Win leaned away and snapped a sidekick toward Horty’s lower leg. There was a cracking sound, like stepping on a dry twig. Horty screamed and went down. Win raised his leg for an ax kick, but Myron stopped him with a shake of his head.
“Two hundred five,” Win said, lowering his foot gently, “and counting.”
“You broke my f—” He stopped, holding his leg and rolling back and forth. “You broke my leg!”
“Your right tibia,” Win corrected.
“Who the—who are you?”
Myron said, “We’re going to ask you a few questions. You’re going to answer them.”
“My leg, man. I need a doctor.”
“When we’re finished.”
“Look, I just work for Terrell. He gave me this territory. You gotta a problem with that, you speak to him, okay?”
“We don’t want to talk to you about that.”

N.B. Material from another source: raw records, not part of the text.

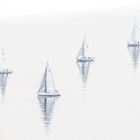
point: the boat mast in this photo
(83, 48)
(46, 78)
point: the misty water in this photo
(98, 101)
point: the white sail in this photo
(2, 60)
(83, 54)
(47, 83)
(134, 40)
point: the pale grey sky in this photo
(10, 8)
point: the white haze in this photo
(107, 107)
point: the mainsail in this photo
(134, 36)
(47, 83)
(83, 53)
(2, 60)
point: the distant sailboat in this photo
(3, 68)
(134, 40)
(134, 52)
(3, 82)
(47, 86)
(84, 70)
(83, 55)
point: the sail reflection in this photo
(84, 70)
(46, 105)
(3, 83)
(134, 52)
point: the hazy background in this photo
(34, 32)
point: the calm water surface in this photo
(100, 100)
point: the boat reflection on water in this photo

“Please, man, I’m begging you. My leg.”
“You used to attend Reston University.”
A surprised look replaced the pained one. “Yeah, so? You want my résumé?”
“You knew Kathy Culver.”
Panic now. “You guys cops?”
“No.”
Silence.
“You knew Kathy Culver.”
“Kathy who?”
Win said, “Number two-oh-five. The left femur. The femur is the largest bone in the body—”

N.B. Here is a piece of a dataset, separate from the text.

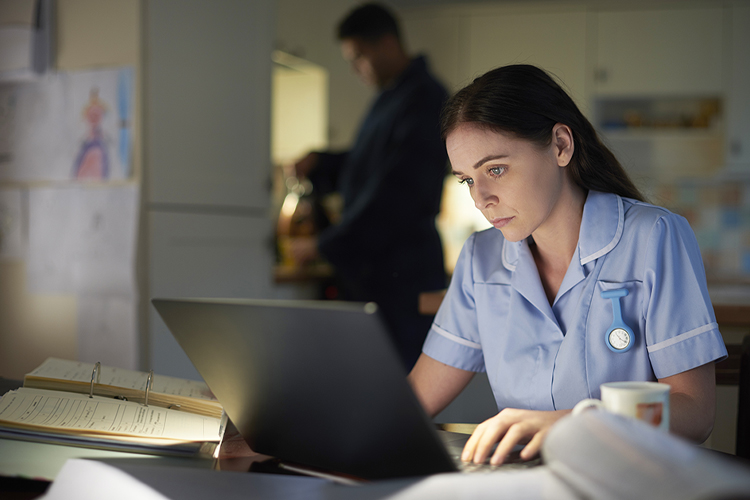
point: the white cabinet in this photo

“Okay, I knew her. So what?”
“How did you meet?” Myron asked.
“At a party. Her first week of school.”
“Did you ever date?”
“Date?” Horty laugh
ed at that one. “No. She wasn’t the kind you date.”
“What kind was she?”
“The kind who sucked off my Johnson first night. Willie’s too.”
“Who is Willie?”
“My roomie.”
“He play football?”
“Yeah.” Then he added, “But only special teams,” as if that made him a lower species of being.
“Go on.”
“Man, why you want to hear this?”
“Go on.”
Horty shrugged. The leg was swelling badly, but the coke was numbing the pain enough to keep him going. “You see, we had this party. At Moore House. Where all the brothers lived. Kathy, she was like the only white chick there. So she comes in dressed like a prime-time ho. I mean, she was all that, you know? We start rapping and shit, you know. Did a little nose-candy like a Hoover vac. She liked the stuff. Then we start slow-dancing.” The grin returned with the memory. “Grinding, you know. She put her hand on the Black Blade right there on the dance floor. Starts rubbing it and shit. So I take her upstairs, and she sucks me off. But that ain’t all. She takes a camera—a fucking camera!—out of her bag and asks me to take pictures. No shit! Close-ups, she wants, of her and the Black Blade.”
Myron’s stomach began to churn again. Win looked on with his usual noninterest.
Horty continued. “Next night, she come back. Takes on me and Willie at the same time. We take more pictures, have a good old time. ’Cept this time I had my camera too.”
“So you took some pictures of your own.”
“Shit, yeah.”
“Did you and Kathy have any more, uh, encounters?”
“Nope. She moved on to other dudes, though. Primelooking babe for such a ho. All blond and built and shit.”
“You talk to her after that?”
He shrugged. “Little. Not much. But once she started up with Christian, man, it was a whole other story.”
“What do you mean?”
“She be all nose up in the air, like her shit don’t stink no more. Two of them all lovey-dovey and shit, like they was going steady on a TV show. All of a sudden the slut thinks she’s some fucking pure-ass cherry. I mean, the ho been riding the Blade like a fucking bronco, and now she don’t even say how-do. That ain’t right. That just ain’t right.”